Honnêtement, je ne trouve pas que cette saga soit mauvaise sur grand écran. Pour résumer en quelques points :

  • je maintiens mon avis comme quoi le deuxième volet est mauvais dans son ensemble ;
  • Catherine Hardwicke, David Slade et Bill Condon ont fait avec ce qu’ils avaient sous la main, en se débrouillant cependant pour rendre le propos de base plus appréciable qu’il ne l’était sur papier ;
  • le casting fait juste ce qu’il faut : ils ont conscience de jouer des « personnages de bouquins », clichés qui plus est, et ce serait une grossière erreur de les résumer à ça uniquement ;
  • les films offrent également, selon moi, un second degré ironique qui me fait désormais percevoir ce récit autrement.
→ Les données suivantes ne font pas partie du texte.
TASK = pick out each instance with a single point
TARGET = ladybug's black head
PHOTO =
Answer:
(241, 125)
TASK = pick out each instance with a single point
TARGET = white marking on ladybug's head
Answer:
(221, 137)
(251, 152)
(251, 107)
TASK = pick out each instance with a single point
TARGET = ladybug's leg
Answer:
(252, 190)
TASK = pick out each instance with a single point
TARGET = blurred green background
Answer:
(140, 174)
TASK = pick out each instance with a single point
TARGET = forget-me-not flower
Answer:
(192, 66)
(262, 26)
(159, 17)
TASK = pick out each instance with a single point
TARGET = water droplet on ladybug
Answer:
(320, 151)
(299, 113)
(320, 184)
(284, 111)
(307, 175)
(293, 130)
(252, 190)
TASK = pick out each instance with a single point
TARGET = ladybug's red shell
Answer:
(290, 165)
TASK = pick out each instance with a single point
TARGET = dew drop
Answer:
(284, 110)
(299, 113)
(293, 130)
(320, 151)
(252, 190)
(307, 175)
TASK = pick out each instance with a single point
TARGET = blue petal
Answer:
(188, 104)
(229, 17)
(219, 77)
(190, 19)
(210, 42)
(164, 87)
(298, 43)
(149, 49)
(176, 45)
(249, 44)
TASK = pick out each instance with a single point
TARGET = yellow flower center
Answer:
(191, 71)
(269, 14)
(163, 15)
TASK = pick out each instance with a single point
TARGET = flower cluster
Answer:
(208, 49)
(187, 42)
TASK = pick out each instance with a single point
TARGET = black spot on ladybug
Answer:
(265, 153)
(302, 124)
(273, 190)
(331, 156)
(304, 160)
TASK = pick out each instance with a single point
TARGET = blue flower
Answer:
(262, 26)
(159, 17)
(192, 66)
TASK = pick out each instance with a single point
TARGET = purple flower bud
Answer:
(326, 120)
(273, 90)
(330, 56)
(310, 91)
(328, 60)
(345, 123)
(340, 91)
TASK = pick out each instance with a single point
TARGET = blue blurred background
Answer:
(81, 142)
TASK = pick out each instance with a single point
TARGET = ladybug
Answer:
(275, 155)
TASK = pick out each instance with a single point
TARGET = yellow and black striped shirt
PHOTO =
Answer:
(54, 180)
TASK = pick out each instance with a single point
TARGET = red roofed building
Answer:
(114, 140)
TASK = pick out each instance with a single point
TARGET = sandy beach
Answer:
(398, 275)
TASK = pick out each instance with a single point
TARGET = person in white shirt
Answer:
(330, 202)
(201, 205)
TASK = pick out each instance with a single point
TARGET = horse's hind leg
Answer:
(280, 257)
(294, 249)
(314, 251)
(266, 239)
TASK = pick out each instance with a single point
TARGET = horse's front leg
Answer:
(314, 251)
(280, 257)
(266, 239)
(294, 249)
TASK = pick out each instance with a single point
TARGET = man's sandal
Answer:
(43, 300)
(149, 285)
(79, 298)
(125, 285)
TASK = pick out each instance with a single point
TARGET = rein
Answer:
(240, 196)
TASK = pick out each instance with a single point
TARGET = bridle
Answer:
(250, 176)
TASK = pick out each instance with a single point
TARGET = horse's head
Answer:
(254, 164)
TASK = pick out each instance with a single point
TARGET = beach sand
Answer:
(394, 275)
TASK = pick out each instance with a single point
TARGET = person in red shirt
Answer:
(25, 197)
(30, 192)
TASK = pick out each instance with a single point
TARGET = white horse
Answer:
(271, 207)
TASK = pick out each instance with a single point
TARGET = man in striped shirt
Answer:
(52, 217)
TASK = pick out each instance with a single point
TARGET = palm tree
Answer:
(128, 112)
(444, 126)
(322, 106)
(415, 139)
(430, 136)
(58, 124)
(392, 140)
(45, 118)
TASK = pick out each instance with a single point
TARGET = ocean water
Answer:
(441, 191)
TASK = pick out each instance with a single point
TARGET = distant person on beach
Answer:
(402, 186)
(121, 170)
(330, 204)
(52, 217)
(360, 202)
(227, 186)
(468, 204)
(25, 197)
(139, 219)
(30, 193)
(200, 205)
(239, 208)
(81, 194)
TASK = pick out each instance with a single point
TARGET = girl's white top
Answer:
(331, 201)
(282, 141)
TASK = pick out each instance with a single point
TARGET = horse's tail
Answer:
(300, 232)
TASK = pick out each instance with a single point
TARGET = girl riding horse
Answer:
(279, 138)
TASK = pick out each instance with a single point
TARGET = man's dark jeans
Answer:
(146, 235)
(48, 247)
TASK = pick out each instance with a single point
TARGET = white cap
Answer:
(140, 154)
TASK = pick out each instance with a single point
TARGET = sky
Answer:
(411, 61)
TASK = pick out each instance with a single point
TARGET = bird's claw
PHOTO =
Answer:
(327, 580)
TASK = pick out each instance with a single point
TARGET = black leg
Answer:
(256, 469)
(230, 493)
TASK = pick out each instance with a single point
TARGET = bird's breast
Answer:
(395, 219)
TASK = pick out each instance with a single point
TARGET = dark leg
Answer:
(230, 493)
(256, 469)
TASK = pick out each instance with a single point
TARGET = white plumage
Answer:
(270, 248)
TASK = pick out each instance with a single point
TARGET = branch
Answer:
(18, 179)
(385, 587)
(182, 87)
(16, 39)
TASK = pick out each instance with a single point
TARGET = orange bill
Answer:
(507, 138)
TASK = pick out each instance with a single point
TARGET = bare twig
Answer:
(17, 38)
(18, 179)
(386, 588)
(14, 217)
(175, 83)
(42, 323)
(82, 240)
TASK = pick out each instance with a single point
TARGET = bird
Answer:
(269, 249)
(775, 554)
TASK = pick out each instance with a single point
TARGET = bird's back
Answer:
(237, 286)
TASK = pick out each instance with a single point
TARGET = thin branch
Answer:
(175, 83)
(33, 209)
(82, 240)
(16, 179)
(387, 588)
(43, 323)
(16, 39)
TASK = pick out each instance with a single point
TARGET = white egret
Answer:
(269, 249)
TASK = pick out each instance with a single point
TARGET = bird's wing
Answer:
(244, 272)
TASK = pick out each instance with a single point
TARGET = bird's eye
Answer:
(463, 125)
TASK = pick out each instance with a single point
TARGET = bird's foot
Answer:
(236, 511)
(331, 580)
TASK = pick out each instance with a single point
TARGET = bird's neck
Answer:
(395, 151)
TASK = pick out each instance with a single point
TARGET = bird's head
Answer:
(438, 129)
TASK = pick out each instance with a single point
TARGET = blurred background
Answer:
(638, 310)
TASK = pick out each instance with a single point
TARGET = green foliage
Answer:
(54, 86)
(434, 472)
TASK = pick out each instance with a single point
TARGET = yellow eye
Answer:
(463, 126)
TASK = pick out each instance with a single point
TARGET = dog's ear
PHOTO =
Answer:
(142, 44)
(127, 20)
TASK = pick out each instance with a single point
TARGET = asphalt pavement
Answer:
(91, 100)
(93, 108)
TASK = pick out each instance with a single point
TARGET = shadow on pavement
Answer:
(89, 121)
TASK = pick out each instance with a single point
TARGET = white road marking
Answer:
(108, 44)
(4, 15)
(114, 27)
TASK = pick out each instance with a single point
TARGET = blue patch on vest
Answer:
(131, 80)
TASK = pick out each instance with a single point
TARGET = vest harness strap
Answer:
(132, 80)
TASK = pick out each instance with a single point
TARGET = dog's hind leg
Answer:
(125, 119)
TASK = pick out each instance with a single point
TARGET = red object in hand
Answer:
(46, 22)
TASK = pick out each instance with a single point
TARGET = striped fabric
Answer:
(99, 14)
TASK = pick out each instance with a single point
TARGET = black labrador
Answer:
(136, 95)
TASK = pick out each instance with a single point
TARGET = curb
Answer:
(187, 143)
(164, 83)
De plus, j’ai vu cent fois pire que Twilight en termes de cinématographie (avant et après). D’autres me diront certainement le contraire, et ils en ont le droit. En revanche, s’il y avait eu une véritable volonté de réécriture de la part de Melissa Rosenberg (la scénariste), l’histoire globale aurait pu être beaucoup plus intéressante. Mais soit !

En résumé : Twilight, c’est Twilight. Et puis, c’est tout.